A few years ago friend of mine started an organisation to promote business networking. The idea was to have groups of people meet for lunch, where we would swap business cards and describe our businesses to each other. This was an extension of the informal networking which has underpinned much business growth over the years, but it formalised the process and put the members in contact with new people at each meeting. The system worked very well and, in fact, became the major source of new leads for my consulting business (where networking and referrals are essential, because the person is the product).
The business was launched just about the time that the multi-level marketers had started using the term "network marketing" to hide what they did. My friend met a lot of opposition in his initial marketing of the business, because people were very suspicious of the term "networking", although most were convinced when they asked "It isn't XYZ, is it?" and were told that not only was it not XYZ, but people promoting XYZ and similar schemes were banned from attending. Naturally, the MLMers complained about discrimination, but they were told this was about promoting real businesses. A couple of them managed to slip through the net occasionally, but they never got back in a second time.
The second business affected by the MLM scourge was another organisation promoting business networking, but this time based on a loyalty card type of system where members were encouraged to look to other members first for business needs and opportunities. The owner of the business wanted some incentive method to encourage members to find other members, so he asked some "expert" to devise a scheme for him. The result was a system which paid a commission on membership fees, but included a smaller commission for people brought into the system by people whom someone had brought in themselves (sound familiar?). Two months after this scheme was introduced, meetings consisted totally of people with no legitimate business – everyone there was just trying to make money out of recruiting into the system. The original intent of the business was lost, because there was no possibility of members doing business with each other, and the proprietor was left virtually bankrupt and exposed to criminal charges.
In the third case, I had been approached by two MLMers in a week and I was feeling a little suspicious. Someone whom I had met at one of the networking lunches mentioned above rang me and suggested that he might have an interesting business proposition for me. As he worked for a stockbroker and my company is not public and never likely to be, I was instantly alert. When he said that my wife should also be at the meeting, alarm bells started to ring and red lights flashed. I agreed to meet him, and spent the next day or so planning out what I was going to say to his boss after he left (or maybe even while he was in my office).
When the big day came, the business proposition he had was a retirement investment and insurance product his firm had developed especially to suit the needs of small businesses. The reason he wanted my wife to be there was that he had made the quite reasonable assumption that, as in most small businesses, she would be a shareholder and director and therefore be interested in the company's investment activities.

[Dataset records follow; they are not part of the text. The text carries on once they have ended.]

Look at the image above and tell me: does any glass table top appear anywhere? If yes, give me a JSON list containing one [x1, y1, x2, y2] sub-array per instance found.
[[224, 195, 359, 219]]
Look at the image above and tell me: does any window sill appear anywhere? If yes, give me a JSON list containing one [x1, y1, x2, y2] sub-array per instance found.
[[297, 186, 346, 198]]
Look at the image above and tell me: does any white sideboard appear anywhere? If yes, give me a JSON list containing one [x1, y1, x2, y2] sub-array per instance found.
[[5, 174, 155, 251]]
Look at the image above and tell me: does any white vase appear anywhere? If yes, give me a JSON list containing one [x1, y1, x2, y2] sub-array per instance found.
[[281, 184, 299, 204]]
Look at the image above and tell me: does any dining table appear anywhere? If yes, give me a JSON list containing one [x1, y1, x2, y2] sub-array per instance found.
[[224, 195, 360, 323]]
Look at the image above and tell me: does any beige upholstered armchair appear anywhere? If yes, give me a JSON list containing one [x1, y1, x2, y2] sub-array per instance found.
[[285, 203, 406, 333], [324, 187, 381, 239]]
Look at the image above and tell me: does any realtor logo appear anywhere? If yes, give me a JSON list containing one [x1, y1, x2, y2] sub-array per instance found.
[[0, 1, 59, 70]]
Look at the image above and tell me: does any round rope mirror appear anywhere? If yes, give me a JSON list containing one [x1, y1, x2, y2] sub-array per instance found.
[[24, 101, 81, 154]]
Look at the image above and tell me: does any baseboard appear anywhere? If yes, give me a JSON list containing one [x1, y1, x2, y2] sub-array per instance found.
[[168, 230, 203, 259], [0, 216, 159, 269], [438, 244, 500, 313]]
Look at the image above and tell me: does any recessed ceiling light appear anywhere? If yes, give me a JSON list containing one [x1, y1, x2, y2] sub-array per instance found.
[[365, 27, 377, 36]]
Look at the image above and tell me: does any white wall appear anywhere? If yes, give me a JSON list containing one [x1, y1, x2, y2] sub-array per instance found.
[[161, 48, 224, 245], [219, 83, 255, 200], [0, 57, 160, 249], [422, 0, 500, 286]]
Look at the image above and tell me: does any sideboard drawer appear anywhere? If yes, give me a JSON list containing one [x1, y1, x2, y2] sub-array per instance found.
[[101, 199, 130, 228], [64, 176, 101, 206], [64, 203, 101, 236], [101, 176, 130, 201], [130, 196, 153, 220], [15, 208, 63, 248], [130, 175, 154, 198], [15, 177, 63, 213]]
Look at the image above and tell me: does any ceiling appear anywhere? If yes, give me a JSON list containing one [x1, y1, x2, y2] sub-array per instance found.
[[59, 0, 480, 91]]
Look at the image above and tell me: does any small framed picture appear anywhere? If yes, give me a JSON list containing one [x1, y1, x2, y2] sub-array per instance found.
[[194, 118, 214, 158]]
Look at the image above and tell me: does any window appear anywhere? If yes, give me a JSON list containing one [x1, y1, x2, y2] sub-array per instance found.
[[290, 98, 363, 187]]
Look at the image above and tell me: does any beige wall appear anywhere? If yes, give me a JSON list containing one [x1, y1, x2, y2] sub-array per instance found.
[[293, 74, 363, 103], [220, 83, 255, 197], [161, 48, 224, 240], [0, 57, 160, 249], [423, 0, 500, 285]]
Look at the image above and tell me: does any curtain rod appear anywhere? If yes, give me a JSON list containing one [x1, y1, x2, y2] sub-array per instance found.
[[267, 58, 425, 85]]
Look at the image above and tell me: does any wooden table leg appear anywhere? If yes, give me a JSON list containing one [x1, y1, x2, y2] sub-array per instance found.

After he left, I no longer felt like ringing his boss and complaining. Instead, I felt sad that someone with a legitimate business had been unfairly suspected simply because his quite reasonable method of approaching prospects had been irretrievably tainted when it had been stolen by the MLM scamsters.
The moral of all this is that it isn't only the dupes who get conned into these schemes who get hurt. Nobody can know how many people missed opportunities themselves by rejecting the two networking businesses or the stockbroker, or how much business those three lost because prospects had been burnt in the past by liars telling the same sort of story. These weren't people who went into some scheme to get rich and then didn't. These were innocent bystanders.